Fight cyber bullies with digital literacy: Psychiatrists to parents

Saturday, 23 March 2013 - 2:10pm IST | Place: Dubai | Agency: IANS
A concerned parent talked about how his daughter was recently subjected to bullying through her smartphone messenger.

Psychiatrists in the UAE have called on parents to become digitally literate and keep themselves posted about online developments so as to be able to monitor their children's behaviour online and protect them from cyber bullying.

A concerned parent told the Gulf News daily how his daughter was recently subjected to bullying through her smartphone messenger.

"Someone sent her a message in which the contents were vile, but she pretended that she was married and said that she would inform her husband (about the bullying) but they knew her name and age," the parent said.

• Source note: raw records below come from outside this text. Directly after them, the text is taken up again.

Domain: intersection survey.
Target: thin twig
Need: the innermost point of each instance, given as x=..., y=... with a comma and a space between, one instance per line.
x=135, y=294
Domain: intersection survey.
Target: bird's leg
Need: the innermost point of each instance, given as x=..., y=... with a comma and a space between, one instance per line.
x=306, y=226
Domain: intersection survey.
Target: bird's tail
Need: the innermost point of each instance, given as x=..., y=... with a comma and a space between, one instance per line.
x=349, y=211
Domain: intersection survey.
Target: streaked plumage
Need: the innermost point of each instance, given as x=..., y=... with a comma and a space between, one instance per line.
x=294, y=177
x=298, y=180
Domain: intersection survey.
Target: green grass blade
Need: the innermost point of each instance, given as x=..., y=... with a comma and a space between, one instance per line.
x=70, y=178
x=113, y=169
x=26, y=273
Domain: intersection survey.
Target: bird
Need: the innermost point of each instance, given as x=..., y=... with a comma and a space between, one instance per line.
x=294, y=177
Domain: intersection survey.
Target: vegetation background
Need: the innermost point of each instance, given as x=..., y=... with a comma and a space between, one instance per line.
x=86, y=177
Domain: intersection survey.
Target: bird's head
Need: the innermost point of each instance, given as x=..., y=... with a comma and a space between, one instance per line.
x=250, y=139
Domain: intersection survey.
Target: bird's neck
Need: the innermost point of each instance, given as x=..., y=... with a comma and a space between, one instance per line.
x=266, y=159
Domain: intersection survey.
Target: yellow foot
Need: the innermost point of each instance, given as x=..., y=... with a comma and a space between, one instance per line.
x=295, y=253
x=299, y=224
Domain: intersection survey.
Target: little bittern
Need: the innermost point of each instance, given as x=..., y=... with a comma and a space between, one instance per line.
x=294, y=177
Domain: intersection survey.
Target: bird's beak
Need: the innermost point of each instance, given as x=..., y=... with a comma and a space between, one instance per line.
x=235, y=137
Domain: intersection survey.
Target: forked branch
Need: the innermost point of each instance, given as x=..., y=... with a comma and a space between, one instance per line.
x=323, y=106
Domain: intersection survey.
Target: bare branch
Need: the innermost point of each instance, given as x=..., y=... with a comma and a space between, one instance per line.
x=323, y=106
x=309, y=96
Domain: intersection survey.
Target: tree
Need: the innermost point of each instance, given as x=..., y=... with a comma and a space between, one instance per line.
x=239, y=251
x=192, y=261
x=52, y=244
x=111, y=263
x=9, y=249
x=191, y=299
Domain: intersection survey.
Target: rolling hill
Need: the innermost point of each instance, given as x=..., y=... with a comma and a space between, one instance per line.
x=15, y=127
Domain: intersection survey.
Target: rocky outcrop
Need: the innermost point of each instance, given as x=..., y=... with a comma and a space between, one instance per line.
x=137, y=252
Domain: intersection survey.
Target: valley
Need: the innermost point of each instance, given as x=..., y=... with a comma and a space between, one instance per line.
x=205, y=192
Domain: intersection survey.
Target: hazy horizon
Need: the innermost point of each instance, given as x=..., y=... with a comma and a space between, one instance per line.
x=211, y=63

"This person then sent a broadcast message to all their contacts and this snowballed and soon she was getting 10 or so messages a minute with disgusting name calling."

The phone company told the parent to go to the police.

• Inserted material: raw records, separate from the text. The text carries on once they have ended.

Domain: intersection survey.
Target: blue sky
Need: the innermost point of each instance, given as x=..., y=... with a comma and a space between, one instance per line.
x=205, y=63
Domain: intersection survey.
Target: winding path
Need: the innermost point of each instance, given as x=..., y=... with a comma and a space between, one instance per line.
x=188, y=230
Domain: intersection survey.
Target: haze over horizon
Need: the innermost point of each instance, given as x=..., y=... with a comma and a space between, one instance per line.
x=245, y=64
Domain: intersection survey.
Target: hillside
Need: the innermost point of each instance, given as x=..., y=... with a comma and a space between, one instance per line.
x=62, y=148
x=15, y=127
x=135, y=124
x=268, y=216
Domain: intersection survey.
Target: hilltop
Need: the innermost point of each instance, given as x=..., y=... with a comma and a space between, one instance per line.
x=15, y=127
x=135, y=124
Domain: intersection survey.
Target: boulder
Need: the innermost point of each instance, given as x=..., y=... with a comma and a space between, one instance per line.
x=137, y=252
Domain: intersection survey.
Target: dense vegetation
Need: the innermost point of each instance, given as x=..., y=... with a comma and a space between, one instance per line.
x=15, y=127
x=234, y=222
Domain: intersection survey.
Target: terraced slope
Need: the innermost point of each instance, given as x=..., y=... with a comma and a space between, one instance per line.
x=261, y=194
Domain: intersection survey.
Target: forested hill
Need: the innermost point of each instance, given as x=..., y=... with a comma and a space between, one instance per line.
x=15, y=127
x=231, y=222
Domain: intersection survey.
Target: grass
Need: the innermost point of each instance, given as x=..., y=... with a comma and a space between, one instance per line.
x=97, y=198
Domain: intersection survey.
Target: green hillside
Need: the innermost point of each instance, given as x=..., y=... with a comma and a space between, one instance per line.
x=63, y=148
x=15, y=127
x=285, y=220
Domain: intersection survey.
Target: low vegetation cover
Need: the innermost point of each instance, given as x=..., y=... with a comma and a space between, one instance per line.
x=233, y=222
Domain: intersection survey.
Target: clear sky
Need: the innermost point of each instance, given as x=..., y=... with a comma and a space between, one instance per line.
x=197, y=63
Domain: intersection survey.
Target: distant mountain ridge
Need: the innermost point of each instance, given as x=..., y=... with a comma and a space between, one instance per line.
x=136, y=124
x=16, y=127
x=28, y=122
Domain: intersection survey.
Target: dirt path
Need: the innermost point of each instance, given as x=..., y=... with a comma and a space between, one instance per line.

Psychiatrists have highlighted some of the tell-tale signs of children subjected to bullying.

They advise parents to be particularly mindful of children who appear to be withdrawn, lost in their own thoughts, or who show signs of unhappiness.

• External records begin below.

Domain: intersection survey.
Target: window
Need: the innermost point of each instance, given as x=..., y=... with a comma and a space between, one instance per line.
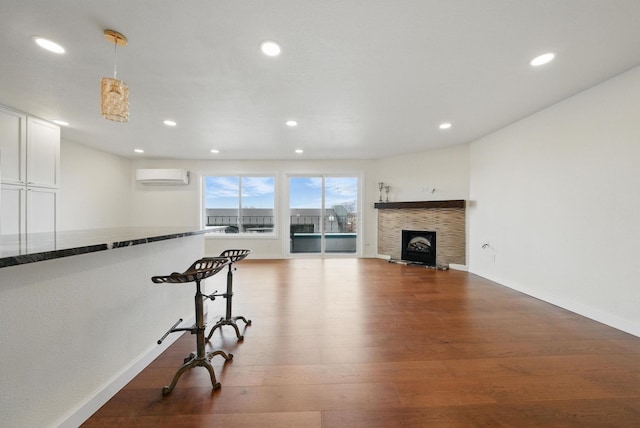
x=239, y=204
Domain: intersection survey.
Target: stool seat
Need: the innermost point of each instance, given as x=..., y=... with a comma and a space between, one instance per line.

"Parents and teachers should address and discuss the issue if they see a change in a child's behaviour, and they should also look out for their children suffering from headaches, vomiting and sudden weight loss as a result of bullying," said N.K. Dhar, a doctor.

"Bullied children should be counselled because they can go into depression and their studies will suffer as a result of the bullying," he said.

"If parents are ' friends' with their children online, it will be easier to monitor them, and they will be more likely to know who their friends are, what is going on, and also understand the basic (terminology) of social online platforms such as Facebook, Twitter and YouTube," said Jamil Ezzo, general director of International Computer Driving License, a non-governmental organisation in the Gulf.

He said there was a lack of statistics on how critical the problem was, and parents and every single adult in a child's life should be involved in looking out for the signs of bullying.

"We are living in a borderless world and bullying doesn't have to happen in schools alone but across countries, and it is our goal now, as a society, to be aware on how to deal with such a problem," Ezzo said.

"The sad truth about virtual bullying is that the victim would have difficulty running away from it."

"Traditional bullying has its limits because it can only happen through direct confrontations. But once cruel words or an embarrassing photo is released on the internet, it becomes viral and starts taking on a life of its own, which could leave deeper emotional scars far into the future leading to tragic endings," he said.